Descriptor (SINGULAR): The data used to uniquely identify and describe the sources of your media (e.g., documents, video, audio, images). Commonly, these are the characteristics of your research participants (e.g., individuals, dyads, families), but can also be descriptions of settings in which observations are made (e.g., stores, schools, neighborhoods, cultures). When looking at the image above, you will see that a descriptor is the entire row of data. A Descriptor can also be called a Case by some disciplines. The terms Case and Descriptor can be used interchangeably with terms like “individuals” for example if your descriptors have to do with the individual participants in your study.
Descriptors/Cases (PLURAL): When used in the plural form, these words may refer to your total number of descriptors.
Descriptor Sets: These are containers in Dedoose that hold sets of descriptor fields and descriptors. Dedoose uses sets because you can have multiple sets in a study. Examples of descriptor sets include research participants, families, schools, other settings. Sets are most helpful when you have multiple levels of analysis – for example, your sets may include a school district, schools within each district, and students (or children) within each school.
Think of descriptor sets as folders, and descriptors as your files. Each set is a group that can be characterized. In the image above, the descriptor sets are: Children, School Districts, Schools etc. The image shows that the descriptor set labeled ‘Children’ is highlighted and therefore the descriptors shown in the image above are those that correlate to the ‘Children’ set.
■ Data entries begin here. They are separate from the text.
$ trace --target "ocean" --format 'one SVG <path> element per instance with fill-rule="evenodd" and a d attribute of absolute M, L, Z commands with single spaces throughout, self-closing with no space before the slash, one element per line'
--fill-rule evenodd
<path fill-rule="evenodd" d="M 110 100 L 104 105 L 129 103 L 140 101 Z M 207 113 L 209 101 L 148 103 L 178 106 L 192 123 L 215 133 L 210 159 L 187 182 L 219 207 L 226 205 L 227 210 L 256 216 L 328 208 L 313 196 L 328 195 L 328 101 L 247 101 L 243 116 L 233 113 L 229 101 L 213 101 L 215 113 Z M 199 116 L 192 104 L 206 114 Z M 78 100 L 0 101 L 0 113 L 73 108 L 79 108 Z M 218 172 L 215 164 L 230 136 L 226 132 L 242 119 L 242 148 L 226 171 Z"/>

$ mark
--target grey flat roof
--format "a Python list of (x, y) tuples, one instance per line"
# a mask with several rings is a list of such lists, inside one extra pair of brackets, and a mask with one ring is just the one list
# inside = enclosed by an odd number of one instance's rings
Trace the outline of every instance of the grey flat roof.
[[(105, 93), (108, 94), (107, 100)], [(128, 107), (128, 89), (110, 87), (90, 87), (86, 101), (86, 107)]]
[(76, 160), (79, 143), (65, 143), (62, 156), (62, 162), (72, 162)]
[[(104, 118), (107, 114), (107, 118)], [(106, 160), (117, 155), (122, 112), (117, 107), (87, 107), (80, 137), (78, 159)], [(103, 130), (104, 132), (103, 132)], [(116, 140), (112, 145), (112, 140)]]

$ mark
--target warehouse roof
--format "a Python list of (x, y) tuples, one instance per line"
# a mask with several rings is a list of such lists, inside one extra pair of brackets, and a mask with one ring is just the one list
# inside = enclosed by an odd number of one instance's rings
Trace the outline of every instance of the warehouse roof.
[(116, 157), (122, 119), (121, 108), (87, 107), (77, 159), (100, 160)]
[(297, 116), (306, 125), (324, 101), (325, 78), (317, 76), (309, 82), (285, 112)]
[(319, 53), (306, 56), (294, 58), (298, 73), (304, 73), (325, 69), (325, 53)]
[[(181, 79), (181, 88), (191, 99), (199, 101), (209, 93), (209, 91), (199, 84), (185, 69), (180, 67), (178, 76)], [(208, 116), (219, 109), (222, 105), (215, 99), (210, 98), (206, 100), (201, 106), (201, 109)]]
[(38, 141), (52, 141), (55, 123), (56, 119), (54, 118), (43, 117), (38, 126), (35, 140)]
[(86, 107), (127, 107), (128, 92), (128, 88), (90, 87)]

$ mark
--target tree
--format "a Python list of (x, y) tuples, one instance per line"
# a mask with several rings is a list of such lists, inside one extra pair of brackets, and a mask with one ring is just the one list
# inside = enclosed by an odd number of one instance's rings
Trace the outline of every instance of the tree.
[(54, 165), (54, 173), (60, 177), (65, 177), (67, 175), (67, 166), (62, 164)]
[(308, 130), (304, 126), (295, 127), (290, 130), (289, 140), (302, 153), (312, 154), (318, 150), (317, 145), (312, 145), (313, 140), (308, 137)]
It is as though the folder marked ‘Children’ is open and we are able to view the “files” of descriptors.
A full list of the sets you have created are listed in the ‘Descriptor Sets’ panel at the top left of the Descriptor Workspace.
Descriptor Field: Think of fields as the questions you ask. What is your name? For example, “gender, ID, ethnicity” are all the descriptor fields. Also commonly referred to as ‘variables’ as individual cases ‘vary’ on their answer to the questions. The descriptor fields that comprise each descriptor set may include demographic information, dates, scores from survey measures, test results, and any other information you gather that is useful in describing the source of your resources—essentially your level(s) of analysis.
Dynamic Fields: These fields are used to show change over time. Dynamic fields should be used sparingly and only after careful review of your research questions. Typically we recommend using dynamic descriptors if you will speak to the same participant multiple times over the course of a study. In our example above you can see this field is labeled “Phase.” - Note: You can only enter data for dynamic descriptors when linking to a particular document. When you link to this document, a pop up will reveal the phase options you have to choose from. We will visit this topic again later in this series exclusively on dynamic descriptors.
Data Point or Value: The data within each field for each descriptor. Using the question and answer analogy, the question might be, “What is your gender” for the gender field. The answer of “female” would be the data point or value. As fields can be of different types, i.e. number, text, data, option list, the values can be unique to each case (as with an ID number) or one of a set of valid values (as with ‘Income Level’ where the three choices might be ‘high,’ ‘moderate,’ and ‘low’).
Linked Media: This column shows how many times the given descriptor has been linked to a media file (e.g. to a document, video file, or audio file). Each document can only be linked to one descriptor per descriptor set unless a dynamic field is present for the purpose of showing change over time. In the image above, we have one dynamic descriptor field – for the phases of the project so we have two descriptors that have been linked to more than one media file.